If you like bass for rock and blues, I would go for a set of vandersteen 2ce signatures. These sacrifice detail, but give you wonderful instrument weight and coherence. I tried my vt100m2 with the van 3sigs and felt it didn't have the juice to drive them. If you want to spend big money, the van 5's are the way to go. You will need a big room for these, and you will need to biwire.
If you want to listen to vocalists, jazz and soloists and get wonderful low level details at the expense of bass, I would go with a set of audio physic virgo's or avanti's. This is my current setup. These are also nice in that they are all nice looking and little smaller. Email me if you want some virgo's. I will refer you to a friend who MIGHT be selling his. These speakers are very finicky about quality of recording and equipment. Sometimes a little tough to live with for that reason.

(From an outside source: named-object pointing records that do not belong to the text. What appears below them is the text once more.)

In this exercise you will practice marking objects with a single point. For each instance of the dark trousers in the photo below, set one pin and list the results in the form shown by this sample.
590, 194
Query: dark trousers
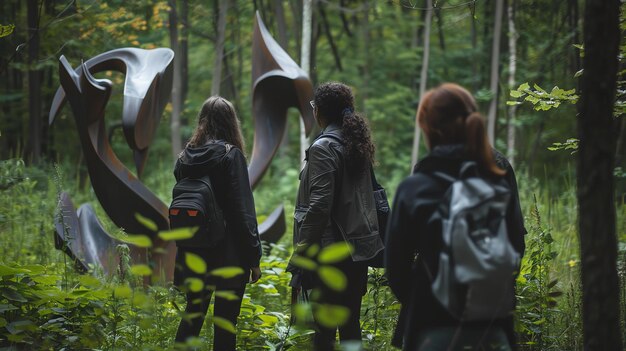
356, 274
197, 306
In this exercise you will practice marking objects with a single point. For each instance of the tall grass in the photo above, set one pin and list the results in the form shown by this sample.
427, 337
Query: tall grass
38, 312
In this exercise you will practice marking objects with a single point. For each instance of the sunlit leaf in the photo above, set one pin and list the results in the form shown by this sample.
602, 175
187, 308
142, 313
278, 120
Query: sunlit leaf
224, 324
138, 240
227, 272
123, 292
178, 234
195, 263
333, 278
335, 252
227, 295
194, 284
268, 319
146, 222
330, 316
6, 270
141, 269
303, 262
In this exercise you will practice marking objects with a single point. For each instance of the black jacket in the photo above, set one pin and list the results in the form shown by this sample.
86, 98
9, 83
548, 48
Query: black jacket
226, 166
333, 204
408, 234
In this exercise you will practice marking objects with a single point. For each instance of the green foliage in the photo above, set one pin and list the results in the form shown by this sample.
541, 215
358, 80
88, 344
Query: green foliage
541, 99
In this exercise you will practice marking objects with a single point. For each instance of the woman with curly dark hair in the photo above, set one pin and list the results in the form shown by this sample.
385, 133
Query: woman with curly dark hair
336, 204
216, 149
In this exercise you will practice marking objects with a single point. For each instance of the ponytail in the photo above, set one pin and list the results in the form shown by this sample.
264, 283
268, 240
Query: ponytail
478, 146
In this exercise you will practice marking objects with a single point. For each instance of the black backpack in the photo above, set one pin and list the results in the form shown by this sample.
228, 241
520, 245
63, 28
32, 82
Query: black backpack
194, 205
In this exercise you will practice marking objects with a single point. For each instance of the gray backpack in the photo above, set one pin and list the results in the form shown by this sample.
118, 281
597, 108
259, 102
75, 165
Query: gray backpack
478, 263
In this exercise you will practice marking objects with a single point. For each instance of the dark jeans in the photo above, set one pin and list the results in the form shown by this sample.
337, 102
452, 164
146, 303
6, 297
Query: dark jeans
462, 338
198, 304
356, 274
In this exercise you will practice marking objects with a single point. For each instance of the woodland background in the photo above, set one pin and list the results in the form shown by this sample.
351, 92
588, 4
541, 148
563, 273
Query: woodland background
378, 48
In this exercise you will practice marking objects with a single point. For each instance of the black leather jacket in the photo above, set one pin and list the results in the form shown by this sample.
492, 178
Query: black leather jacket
226, 166
334, 205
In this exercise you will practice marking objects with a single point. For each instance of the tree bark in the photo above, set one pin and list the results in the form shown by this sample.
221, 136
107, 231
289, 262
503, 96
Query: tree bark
219, 48
305, 63
510, 146
33, 151
423, 79
495, 73
596, 206
177, 86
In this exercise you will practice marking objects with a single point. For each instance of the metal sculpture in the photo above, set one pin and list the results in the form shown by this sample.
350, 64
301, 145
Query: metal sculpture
121, 194
278, 84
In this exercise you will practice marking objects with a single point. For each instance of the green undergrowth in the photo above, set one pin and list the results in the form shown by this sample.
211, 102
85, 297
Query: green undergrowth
46, 305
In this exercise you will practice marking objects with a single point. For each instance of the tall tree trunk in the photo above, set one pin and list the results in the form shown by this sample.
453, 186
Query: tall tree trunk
495, 73
596, 205
423, 79
279, 12
177, 83
510, 145
33, 151
184, 51
305, 62
219, 48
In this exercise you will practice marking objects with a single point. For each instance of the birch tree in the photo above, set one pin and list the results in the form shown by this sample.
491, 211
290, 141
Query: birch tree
423, 78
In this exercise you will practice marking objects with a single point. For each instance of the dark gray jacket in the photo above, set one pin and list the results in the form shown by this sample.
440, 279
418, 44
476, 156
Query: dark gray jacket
333, 204
226, 166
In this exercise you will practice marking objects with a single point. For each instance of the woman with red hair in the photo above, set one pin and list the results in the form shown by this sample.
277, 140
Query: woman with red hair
455, 134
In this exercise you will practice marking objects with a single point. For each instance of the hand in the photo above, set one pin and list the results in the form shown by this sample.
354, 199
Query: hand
255, 274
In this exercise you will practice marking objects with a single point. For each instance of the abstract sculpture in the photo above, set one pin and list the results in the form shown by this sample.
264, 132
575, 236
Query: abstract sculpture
278, 84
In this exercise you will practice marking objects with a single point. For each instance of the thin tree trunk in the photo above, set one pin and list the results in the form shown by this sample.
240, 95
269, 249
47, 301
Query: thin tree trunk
423, 80
329, 35
34, 83
279, 11
495, 73
219, 48
184, 51
177, 81
510, 146
305, 57
596, 205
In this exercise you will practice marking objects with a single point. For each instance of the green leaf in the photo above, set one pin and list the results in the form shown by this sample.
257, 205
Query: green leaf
330, 316
141, 269
146, 222
227, 295
122, 292
14, 295
194, 284
138, 240
335, 252
303, 262
333, 278
224, 324
178, 233
195, 263
268, 319
227, 272
6, 270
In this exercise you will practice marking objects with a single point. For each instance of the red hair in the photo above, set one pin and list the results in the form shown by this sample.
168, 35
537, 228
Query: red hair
449, 114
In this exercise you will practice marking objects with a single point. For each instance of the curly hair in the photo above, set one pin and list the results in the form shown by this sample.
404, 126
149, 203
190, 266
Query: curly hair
335, 103
217, 120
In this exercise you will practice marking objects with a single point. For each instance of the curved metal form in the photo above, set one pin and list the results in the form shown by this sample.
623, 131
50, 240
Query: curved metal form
121, 194
147, 87
278, 84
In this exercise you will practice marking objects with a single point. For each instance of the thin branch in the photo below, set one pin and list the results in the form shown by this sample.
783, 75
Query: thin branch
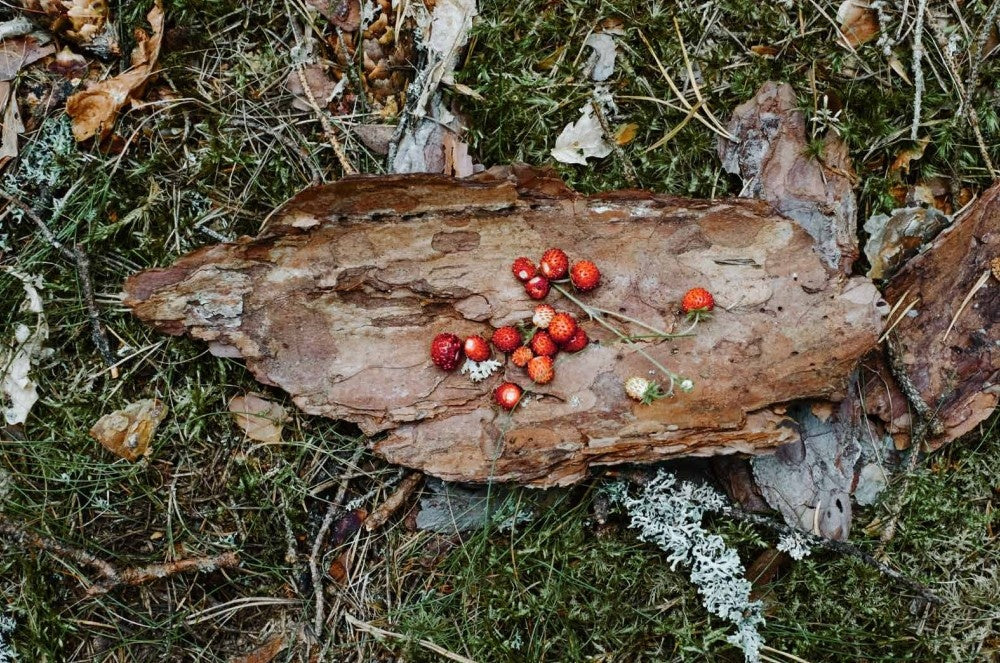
840, 547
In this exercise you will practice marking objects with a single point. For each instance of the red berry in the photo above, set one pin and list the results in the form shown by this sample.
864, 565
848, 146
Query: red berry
585, 275
537, 287
507, 339
554, 264
542, 344
543, 316
522, 356
577, 343
523, 269
507, 395
562, 327
476, 348
446, 350
697, 299
540, 370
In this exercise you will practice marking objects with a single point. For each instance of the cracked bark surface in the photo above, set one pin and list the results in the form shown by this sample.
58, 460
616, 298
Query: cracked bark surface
337, 299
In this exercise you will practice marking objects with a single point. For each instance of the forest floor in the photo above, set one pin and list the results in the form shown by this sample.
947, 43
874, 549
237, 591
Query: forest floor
226, 146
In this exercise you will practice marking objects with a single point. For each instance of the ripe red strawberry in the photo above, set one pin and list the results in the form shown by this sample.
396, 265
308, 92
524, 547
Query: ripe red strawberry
697, 299
540, 370
554, 264
543, 316
506, 339
537, 287
523, 269
522, 356
562, 327
507, 395
585, 275
446, 350
542, 344
577, 343
476, 348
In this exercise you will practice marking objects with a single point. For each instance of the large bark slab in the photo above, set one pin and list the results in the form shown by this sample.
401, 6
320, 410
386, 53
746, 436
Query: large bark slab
337, 299
952, 375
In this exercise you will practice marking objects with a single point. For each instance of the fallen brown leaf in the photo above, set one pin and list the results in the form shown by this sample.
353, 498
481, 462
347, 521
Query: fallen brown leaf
18, 53
259, 418
94, 110
910, 154
128, 432
626, 134
858, 22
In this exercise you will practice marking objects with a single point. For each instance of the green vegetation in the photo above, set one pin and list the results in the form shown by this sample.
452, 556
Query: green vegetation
221, 151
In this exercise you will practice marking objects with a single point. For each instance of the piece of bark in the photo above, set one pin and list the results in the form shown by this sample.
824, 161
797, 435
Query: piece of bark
955, 377
772, 159
337, 300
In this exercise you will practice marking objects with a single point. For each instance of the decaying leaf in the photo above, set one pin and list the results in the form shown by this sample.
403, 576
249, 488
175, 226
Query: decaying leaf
94, 110
19, 52
83, 22
581, 140
128, 432
17, 389
627, 133
12, 126
910, 154
858, 22
259, 418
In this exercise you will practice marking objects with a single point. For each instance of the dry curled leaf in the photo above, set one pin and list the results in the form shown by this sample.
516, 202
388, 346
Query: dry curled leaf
93, 111
128, 432
858, 22
259, 418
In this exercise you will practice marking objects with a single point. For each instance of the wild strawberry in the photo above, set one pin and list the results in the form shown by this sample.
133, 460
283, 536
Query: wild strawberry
522, 356
446, 350
540, 370
562, 327
523, 269
506, 339
554, 264
643, 390
542, 344
537, 287
577, 343
697, 300
585, 275
507, 395
476, 348
543, 316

A nice alternative to audio physic is the proac 2.5 (or higher). Reasonably sized and nice looking. These are very natural sounding, similar to a vandersteen but more precise and with a better sense of instrument texture. You will lose some detail but gain some bass and instrument weight over the audio physic. They are more forgiving than the ap. If you like the natural, laidback sound of the scanspeak driver sound, these have it in spades. The shamrock Eire (www.shamrockaudio.com) is another great scanspeak speaker.
If you want to listen to orchestra, go for a set of magnepan 1.6's. Very big. The music will be a little lightweight, but it will have a tremendous sense of scale and placement. This combo WILL eat up tubes. I've never heard anything that comes close for classical orchestral works.